I tried quitting most of these apps: it truly becomes a tiring situation. When I came back to this country three years ago, most people had forgotten about the existence of text SMS, with the youngest ones ignoring the tech altogether.

(Slowly) moving back to XMPP

To fight back against the fragmentation of proprietary applications, I’d rather use a protocol. While many instant messengers have based their tech on the open communication decentralised Jabber protocol (now called XMPP), they’re all centralised and mostly cloud-based by design.

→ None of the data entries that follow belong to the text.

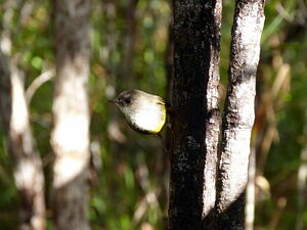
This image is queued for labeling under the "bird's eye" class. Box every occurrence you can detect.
[124,97,131,104]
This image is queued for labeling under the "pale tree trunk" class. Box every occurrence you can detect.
[51,0,90,230]
[0,51,45,230]
[168,0,221,230]
[216,0,264,230]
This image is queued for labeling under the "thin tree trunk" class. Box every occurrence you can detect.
[296,110,307,230]
[168,0,221,230]
[0,51,45,230]
[51,0,90,230]
[216,0,264,230]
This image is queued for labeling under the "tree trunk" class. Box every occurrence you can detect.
[51,0,90,230]
[216,0,264,230]
[0,51,45,230]
[168,0,221,230]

XMPP has a huge potential to replace platforms like Telegram, Signal, and WhatsApp, although its use hasn’t reached mass consciousness. Rather then spread awareness of friendly and open technologies like these, big tech companies preferred to build their proprietary solutions ontop of XMPP and market those instead - so you may have been using XMPP this whole time without even knowing it.

Instead of depending on proprietary centralized chat platforms like Telegram, WhatsApp and Signal we believe that truly decentralized platforms like XMPP can achieve and surpass our needs.

Take back our tech

I haven’t stopped using Telegram yet, what I did was creating an account with Disroot, which offers XMPP among their many perks.1 Then, I installed the free and open source lightweight application BeagleIM, refusing to install a mobile counterpart, because things that are conceived as decentralised and asynchronous should ditch the concept of being always live 24/7.

What’s different?

Besides the obvious observation that the whole process might look less user-friendly than giving away your phone number and contact list to a distant corporation, here’s a few points:

  • It’s quieter! Yes, very few friends are currently using XMPP, but in general there’s no pressure, like on any IRC chat.
  • I can switch the software I use as client, without losing my account or the ability to reach out to my contacts.
  • I’m not tied to yet another proprietary single-use application, which makes me effectively free from corporate controversy, whether it’s Meta, the founder of Telegram, or others.
  • Most modern XMPP software clients have encryption on by default — Beagle IM uses the widespread OMEMO.